When you get opportunities you want to take them. Those opportunities tonight would have made sure we were well clear at the top of the group, but we’re still in a good position. It’s a good position, it’s where we want to be, but we should have had three points tonight and made it a lot easier.
They only mustered seven shots against a Real Sociedad team that has conceded 13.7 shots per game in La Liga (according to whoscored.com). That’s an anemic offensive output, and one you’d like to see Moyes be critical of after the fact. Yes, United did have a couple of bad misses (including a nice “ball don’t lie” moment from the penalty spot after Ashley Young was apparently fouled by gravity), but the entire point of focusing on chance creation is that scoring goals, even from advantageous positions, is hard.
It’s also worth noting how much better United became at building chances when Young came on for Javier Hernandez, allowing Shinji Kagawa to move into his favored central role, with Young out wide. After the substitution, United created more chances in the last half-hour than they had in the entire game until that point.

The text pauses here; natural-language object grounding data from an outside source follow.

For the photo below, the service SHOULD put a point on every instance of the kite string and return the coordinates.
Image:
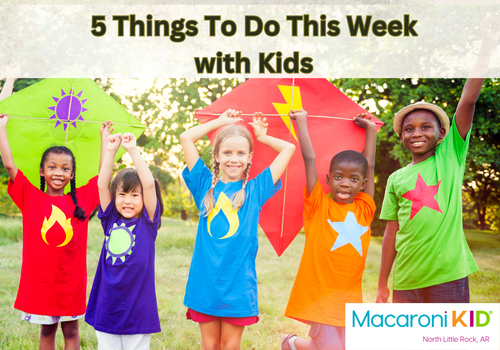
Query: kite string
(69, 111)
(286, 170)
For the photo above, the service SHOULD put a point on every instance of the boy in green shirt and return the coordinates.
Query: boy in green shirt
(423, 201)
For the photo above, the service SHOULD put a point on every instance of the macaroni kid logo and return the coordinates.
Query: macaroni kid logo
(422, 326)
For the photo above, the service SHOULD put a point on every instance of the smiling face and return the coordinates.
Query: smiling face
(346, 179)
(233, 157)
(57, 171)
(129, 204)
(420, 134)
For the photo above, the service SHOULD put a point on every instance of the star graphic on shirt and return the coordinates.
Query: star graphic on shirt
(422, 196)
(349, 232)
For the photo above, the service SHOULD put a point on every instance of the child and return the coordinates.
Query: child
(423, 201)
(337, 228)
(122, 304)
(221, 291)
(54, 272)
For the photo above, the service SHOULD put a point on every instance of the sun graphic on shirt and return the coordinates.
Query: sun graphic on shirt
(68, 108)
(120, 242)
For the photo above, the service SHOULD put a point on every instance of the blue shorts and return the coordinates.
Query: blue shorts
(449, 292)
(326, 337)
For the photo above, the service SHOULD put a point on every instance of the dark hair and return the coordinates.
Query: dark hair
(350, 157)
(421, 109)
(79, 213)
(129, 181)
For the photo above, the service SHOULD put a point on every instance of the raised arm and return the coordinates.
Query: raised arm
(470, 93)
(388, 256)
(285, 149)
(129, 143)
(106, 130)
(7, 159)
(106, 171)
(300, 116)
(191, 136)
(7, 88)
(364, 121)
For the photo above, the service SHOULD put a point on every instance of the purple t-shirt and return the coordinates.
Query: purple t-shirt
(123, 297)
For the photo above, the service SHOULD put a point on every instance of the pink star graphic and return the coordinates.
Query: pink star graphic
(422, 196)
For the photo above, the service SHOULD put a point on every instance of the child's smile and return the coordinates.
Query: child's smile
(345, 181)
(234, 156)
(420, 134)
(57, 171)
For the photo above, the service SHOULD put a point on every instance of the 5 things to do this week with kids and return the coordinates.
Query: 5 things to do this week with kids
(149, 150)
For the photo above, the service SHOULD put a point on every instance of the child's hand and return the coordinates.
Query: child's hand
(106, 130)
(114, 142)
(259, 125)
(231, 116)
(4, 119)
(129, 141)
(298, 114)
(490, 28)
(363, 121)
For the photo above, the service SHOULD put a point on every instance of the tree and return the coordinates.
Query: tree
(385, 97)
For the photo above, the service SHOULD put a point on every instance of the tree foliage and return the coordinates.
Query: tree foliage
(385, 97)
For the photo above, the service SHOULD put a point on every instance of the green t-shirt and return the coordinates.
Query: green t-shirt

That’s a huge plus for United. Kagawa is a gifted playmaker, but he’s not remotely a winger, and continuing to play him there does nobody any good. But if Moyes doesn’t feel the team needs to create more chances, it won’t feel the benefit from Kagawa’s central playmaking ability. United’s offensive aspirations are simply not high enough at the moment to allow their personnel to flourish.
Aaron Ramsey Scored Again
Spike Friedman: Arsenal midfielder Aaron Ramsey has been, by any metric, unsustainably hot this year. In Colin Trainor’s write up on Arsenal’s early-season performance in the Premier League, he used a weighted Monte Carlo simulation to find that, given the location and number of shots Ramsey has taken this year, one would expect him to score six or more goals from those attempts less than 1 percent of the time. A sane person would take this information and head to a bookmaker before laying the under on Ramsey’s goals scored for the rest of the season. However, no one who has watched Ramsey play this year qualifies as sane anymore.
(GIF from 101greatgoals.com)
Some context: Ramsey’s goal, scored in the 62nd minute of his team’s 1-0 win over Borussia Dortmund, came on Arsenal’s first shot of the match. Dortmund already had 11 shots. This was Ramsey’s first headed shot on target in any competition this season. Dortmund had scored an average of more than three goals a game at home this season, and had won all those matches.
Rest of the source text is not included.